And a big chunk of those penalties have disproportionately hit European banks that have U.S. branches, according to the report. The study was done by Corlytics, a global financial intelligence company based in Dublin, with offices in Boston, New York, London and Sydney, Australia.

“The Corlytics Barometer—The Economic Crime Landscape” said the average fine paid by European banks to U.S. authorities is 10 times the average paid by U.S. firms. In fact, a relatively small group of British, German, French and Swiss banks with branches in the United States have paid nearly 40 percent of all fines related to bank misconduct in the United States, according to the study.

Mike O’Keeffe, head of Corlytics operations in the U.K. and author of the report, said he was not surprised by the findings, nor does he think European banks were surprised. “The feeling among Europe’s banks is that they are disproportionately fined when it comes to the size of the fines. Everyone is really concerned about this,” O’Keeffe said. 

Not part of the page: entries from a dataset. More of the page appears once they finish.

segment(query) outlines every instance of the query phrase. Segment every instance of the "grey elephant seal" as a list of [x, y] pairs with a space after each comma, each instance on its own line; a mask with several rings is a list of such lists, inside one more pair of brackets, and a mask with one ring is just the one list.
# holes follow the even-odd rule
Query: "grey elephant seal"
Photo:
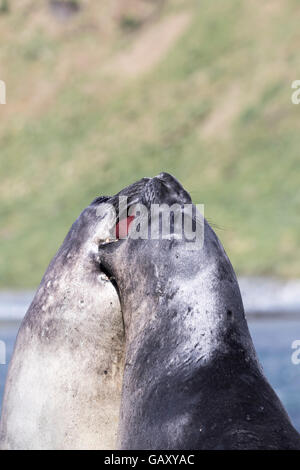
[[[162, 174], [150, 207], [188, 201]], [[300, 449], [300, 437], [264, 377], [230, 261], [209, 224], [204, 244], [120, 240], [100, 245], [118, 286], [126, 332], [121, 449]]]
[[[134, 199], [146, 182], [120, 194]], [[1, 449], [115, 448], [124, 326], [117, 292], [94, 261], [108, 236], [108, 214], [98, 215], [108, 199], [96, 199], [74, 223], [21, 325]]]

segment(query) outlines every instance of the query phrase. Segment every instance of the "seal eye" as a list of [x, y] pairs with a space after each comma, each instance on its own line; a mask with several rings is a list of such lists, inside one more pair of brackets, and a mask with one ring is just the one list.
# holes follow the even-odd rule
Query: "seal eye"
[[127, 219], [120, 220], [116, 225], [116, 238], [126, 238], [129, 232], [130, 225], [134, 219], [133, 215], [127, 217]]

Why is this disparity occurring? O’Keeffe said he believes a part of the answer is that U.S. penalties against U.S. institutions include banks of all sizes, and the smaller banks and smaller penalties pull down the U.S. average.

But European banks with U.S. branches all tend to be larger institutions that can compete with the biggest banks in the United States, and they generally are hit with the largest penalties and have the highest average. “So it makes it look like the European financial institutions are being disproportionately fined,” O’Keeffe said, when in fact the fines may be very similar to penalties against American banks of the same size.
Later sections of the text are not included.